Os diminutivos e chamegos que se aplicam aos bebês, definitivamente, não valem para os idosos. Carinho e atenção não precisam vir acompanhados da infantilização, e a regra vale – ou deveria valer – para todos aqueles que se relacionam ou cuidam de pessoas com idade mais avançada.
Os alertas são da psicóloga Simone Manzaro, especialista em atendimento a idosos em contexto de fragilidade. Membro da Associação Brasileira de Alzheimer (ABRAz), ela atua com estimulação cognitiva para pessoas com demência, além de ajudar famílias a formular estratégias de cuidado para parentes vulneráveis.
Infantilizar o parente ou o paciente – no caso de profissionais -, é uma forma de violência, Manzaro pontua.
O que é uma velhice infantilizada?
velhice infantilizada ocorre quando não se permite que o outro, independentemente do seu estado de saúde, viva a sua fase de desenvolvimento de forma digna, plena de capacidades, potencialidades, regredindo-o a um estado infantil, enfatizando uma condição que essas pessoas não têm.
É comum a confusão dessa forma de tratamento com carinho ou delicadeza?
É preciso deixar claro que infantilizar e tratar com carinho são considerações distintas. A infantilização é considerada uma violência emocional.
Em que condições esse comportamento de quem lida com o idoso é mais visível mais prejudicial?
Claramente, quando há fragilidade, e a experiência do envelhecimento é de abandono. Na maioria das vezes, mesmo sem se dar conta, os familiares e cuidadores acabam por conduzir essa situação como algo natural, o que não é. Mas, até por desconhecimento do quão prejudicial pode ser, esses familiares e cuidadores tratam a pessoa idosa como criança, literalmente. A infantilização, é importante ressaltar, é prejudicial em qualquer contexto.

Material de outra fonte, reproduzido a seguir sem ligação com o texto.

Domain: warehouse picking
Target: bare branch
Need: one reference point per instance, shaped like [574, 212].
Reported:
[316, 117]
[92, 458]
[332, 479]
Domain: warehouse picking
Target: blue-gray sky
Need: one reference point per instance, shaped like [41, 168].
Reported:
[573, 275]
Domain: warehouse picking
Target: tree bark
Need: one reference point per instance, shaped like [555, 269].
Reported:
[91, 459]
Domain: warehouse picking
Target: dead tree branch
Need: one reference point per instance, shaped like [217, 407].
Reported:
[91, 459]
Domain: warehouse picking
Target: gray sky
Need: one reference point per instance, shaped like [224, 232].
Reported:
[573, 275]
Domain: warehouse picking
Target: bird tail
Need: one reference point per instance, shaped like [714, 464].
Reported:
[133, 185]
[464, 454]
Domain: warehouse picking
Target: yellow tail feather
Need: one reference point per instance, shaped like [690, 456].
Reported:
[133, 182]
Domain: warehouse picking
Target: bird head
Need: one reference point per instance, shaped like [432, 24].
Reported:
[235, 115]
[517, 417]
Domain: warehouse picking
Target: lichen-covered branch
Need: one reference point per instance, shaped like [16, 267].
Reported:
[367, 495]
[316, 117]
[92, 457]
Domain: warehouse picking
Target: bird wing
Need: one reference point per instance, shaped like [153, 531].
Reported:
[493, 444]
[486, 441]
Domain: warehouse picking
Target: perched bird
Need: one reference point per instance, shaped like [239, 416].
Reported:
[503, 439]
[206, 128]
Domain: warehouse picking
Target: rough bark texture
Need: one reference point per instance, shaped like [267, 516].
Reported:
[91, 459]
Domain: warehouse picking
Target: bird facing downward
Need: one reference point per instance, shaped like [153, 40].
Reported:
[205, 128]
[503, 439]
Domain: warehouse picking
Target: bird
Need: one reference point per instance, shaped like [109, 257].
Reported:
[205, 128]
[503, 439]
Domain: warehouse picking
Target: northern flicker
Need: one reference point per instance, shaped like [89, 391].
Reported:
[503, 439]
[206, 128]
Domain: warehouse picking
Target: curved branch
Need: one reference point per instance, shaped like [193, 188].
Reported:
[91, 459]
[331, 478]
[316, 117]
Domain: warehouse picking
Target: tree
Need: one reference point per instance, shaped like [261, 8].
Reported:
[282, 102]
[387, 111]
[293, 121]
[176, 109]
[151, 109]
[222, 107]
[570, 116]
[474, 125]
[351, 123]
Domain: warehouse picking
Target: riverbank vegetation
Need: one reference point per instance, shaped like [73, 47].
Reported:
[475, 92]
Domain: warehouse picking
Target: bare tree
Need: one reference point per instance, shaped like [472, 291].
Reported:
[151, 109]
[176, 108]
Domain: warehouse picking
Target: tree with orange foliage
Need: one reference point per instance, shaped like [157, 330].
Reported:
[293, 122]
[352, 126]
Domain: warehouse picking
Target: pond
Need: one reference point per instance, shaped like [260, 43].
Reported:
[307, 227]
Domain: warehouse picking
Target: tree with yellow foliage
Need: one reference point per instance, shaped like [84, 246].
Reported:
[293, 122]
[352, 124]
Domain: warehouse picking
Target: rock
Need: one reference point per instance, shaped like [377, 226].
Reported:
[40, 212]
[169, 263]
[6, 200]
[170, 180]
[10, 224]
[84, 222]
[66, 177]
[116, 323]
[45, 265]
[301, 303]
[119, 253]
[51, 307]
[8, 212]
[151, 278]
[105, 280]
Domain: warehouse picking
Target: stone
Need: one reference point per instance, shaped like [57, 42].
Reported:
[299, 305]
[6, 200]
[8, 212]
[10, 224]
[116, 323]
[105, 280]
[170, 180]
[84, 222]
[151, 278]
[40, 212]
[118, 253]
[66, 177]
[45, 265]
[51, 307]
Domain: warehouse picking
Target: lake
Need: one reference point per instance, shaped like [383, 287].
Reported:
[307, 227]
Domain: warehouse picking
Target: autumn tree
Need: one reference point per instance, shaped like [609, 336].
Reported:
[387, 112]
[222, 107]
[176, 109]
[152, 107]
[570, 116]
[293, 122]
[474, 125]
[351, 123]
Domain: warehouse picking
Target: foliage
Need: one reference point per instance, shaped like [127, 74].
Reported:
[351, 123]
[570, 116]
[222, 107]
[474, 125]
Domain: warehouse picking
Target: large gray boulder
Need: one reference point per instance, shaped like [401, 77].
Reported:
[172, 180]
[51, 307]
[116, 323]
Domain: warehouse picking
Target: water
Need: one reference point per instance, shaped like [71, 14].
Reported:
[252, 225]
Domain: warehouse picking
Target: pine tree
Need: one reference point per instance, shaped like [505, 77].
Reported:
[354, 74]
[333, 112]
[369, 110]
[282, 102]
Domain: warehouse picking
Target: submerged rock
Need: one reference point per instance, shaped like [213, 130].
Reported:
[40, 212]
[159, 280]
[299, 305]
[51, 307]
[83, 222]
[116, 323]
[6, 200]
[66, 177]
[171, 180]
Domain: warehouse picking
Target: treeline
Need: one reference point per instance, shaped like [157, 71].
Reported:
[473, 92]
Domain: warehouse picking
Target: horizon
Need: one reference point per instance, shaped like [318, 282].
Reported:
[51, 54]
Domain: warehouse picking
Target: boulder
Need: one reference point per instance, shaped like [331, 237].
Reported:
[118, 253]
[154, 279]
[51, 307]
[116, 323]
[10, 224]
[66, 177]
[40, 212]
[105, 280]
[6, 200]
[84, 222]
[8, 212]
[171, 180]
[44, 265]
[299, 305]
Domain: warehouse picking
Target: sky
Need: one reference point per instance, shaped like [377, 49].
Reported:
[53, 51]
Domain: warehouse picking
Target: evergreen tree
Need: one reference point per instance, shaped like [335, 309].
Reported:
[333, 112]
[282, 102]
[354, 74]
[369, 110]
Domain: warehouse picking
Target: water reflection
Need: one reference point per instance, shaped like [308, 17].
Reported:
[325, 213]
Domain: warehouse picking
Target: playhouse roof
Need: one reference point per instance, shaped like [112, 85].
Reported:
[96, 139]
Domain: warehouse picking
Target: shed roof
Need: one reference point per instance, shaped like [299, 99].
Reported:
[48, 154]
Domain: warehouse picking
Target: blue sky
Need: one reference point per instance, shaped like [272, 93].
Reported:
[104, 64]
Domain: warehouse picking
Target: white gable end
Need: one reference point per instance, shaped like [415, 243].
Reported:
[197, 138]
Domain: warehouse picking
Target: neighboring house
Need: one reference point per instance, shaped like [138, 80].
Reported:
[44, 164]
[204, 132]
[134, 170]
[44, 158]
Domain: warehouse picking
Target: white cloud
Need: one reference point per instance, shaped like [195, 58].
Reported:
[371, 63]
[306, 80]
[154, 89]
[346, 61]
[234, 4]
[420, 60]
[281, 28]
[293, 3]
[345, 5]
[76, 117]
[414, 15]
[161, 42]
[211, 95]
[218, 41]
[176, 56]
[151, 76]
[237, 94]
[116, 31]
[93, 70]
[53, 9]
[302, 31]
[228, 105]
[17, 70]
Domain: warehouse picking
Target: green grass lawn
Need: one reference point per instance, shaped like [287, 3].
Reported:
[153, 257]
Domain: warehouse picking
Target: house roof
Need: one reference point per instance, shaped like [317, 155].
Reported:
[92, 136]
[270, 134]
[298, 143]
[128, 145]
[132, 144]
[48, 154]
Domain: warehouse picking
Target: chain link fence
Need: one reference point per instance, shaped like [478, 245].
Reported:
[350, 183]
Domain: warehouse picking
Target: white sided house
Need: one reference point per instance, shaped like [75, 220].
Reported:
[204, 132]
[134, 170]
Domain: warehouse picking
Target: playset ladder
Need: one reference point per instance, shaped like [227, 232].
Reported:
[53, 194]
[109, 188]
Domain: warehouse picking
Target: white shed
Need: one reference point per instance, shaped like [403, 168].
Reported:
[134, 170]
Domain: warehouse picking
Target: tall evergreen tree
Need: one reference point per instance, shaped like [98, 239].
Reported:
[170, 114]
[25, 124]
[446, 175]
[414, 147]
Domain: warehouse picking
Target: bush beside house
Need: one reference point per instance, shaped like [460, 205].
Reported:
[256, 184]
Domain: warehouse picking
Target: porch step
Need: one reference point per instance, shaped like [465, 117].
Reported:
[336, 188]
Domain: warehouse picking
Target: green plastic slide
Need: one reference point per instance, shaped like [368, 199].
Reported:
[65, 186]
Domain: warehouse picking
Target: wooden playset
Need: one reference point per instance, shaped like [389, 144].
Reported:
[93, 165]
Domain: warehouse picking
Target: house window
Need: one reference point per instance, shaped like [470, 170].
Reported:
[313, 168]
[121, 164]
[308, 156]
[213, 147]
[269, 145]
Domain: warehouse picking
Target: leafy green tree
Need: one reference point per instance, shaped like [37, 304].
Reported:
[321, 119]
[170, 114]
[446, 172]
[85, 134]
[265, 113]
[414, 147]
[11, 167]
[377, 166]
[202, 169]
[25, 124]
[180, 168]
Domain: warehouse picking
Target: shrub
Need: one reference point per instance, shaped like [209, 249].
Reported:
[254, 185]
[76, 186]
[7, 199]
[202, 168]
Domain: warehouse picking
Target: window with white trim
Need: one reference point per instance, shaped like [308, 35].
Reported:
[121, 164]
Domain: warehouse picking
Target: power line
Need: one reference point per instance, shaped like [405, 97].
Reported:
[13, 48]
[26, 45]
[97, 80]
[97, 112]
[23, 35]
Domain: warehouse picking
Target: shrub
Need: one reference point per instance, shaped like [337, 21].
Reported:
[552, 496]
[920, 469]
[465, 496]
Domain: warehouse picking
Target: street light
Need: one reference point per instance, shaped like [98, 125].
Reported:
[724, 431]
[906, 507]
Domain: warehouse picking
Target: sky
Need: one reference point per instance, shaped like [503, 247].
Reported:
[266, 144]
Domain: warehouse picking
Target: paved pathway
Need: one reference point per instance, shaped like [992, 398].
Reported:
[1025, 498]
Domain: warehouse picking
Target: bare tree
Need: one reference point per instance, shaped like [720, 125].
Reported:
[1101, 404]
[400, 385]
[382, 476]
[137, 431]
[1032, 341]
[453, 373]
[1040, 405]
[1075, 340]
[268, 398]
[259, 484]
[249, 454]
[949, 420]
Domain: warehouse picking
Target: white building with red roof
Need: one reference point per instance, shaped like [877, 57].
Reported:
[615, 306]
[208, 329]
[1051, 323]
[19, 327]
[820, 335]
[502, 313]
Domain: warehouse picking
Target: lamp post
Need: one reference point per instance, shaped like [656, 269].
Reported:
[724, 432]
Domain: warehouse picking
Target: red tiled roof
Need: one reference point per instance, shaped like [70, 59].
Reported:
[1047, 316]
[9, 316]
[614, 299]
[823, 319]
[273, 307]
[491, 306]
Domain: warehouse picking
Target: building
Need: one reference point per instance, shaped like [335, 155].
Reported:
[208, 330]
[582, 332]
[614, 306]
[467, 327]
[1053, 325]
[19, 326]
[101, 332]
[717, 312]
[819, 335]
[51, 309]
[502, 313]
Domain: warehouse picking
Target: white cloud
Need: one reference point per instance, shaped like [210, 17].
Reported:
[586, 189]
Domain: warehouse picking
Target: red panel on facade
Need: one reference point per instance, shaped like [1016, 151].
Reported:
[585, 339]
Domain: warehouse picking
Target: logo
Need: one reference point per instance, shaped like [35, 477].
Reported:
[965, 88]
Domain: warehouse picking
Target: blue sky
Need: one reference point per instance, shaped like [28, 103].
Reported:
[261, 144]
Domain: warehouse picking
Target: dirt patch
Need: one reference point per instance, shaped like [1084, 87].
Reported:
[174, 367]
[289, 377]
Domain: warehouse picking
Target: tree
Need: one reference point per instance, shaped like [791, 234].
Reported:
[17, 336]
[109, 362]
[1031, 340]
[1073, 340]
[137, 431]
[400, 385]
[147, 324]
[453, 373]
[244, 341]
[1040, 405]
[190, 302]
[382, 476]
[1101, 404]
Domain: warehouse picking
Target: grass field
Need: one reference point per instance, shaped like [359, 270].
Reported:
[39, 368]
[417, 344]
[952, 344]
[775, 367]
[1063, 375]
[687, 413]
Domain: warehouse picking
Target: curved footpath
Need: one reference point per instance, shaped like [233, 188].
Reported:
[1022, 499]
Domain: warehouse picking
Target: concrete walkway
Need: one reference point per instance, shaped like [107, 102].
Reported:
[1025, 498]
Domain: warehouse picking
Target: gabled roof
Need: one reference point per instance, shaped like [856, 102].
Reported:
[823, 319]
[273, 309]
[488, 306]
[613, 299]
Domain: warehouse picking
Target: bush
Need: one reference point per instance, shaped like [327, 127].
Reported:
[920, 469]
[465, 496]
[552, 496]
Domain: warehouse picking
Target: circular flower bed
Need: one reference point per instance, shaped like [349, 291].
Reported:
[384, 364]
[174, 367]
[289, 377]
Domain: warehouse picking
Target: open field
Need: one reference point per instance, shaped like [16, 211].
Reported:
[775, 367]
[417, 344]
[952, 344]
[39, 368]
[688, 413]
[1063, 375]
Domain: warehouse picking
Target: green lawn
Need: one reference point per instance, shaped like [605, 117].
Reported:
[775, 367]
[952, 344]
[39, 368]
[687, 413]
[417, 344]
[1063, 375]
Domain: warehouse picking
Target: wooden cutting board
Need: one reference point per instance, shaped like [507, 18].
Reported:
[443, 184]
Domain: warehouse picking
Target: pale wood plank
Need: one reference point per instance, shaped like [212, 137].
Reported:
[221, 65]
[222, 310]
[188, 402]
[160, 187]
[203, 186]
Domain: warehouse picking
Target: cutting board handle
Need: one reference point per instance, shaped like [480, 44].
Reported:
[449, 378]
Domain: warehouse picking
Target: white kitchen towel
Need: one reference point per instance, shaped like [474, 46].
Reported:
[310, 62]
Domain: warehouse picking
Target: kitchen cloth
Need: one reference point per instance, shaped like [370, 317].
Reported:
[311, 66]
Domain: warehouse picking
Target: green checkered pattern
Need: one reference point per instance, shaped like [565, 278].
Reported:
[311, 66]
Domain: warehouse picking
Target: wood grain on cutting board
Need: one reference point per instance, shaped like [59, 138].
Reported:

Essa é uma queixa comum também nos consultórios?
Não é uma queixa, mas uma observação notória e recorrente tanto em consultório como em visitas domiciliares feitas por profissionais. São poucos os familiares que têm consciência sobre essa forma de tratar os velhos. Geralmente, quando ocorre, são sempre os mais jovens, como netos e sobrinhos, que relatam a forma infantil como tratam o seu ente querido.
Como devemos tratar uma pessoa idosa, então?
Eu prefiro referir-me a eles como “idosos” e não velhos. Idoso é qualquer indivíduo acima de 60 anos. E esse é um termo que substitui ‘velho’ e ‘velhote’ e enaltece o idoso como sujeito do envelhecimento. Devemos tratar o idoso como alguém que passou por todas as fases do desenvolvimento humano e que ainda, está ali, ocupando o seu lugar, com muitas histórias e experiências para contar, com grandes potencialidades. Ele não está ali apenas esperando o fim chegar. Gostar ou não de ser ‘velho’ depende muito de como essa pessoa viveu, dos bons hábitos de vida que levou, das boas lembranças que acumulou e de como chegou a essa fase da vida. Alguns gostam, outros não.
Até onde os fatores culturais influenciam no tratamento dispensado por cada grupo ou sociedade aos seus idosos?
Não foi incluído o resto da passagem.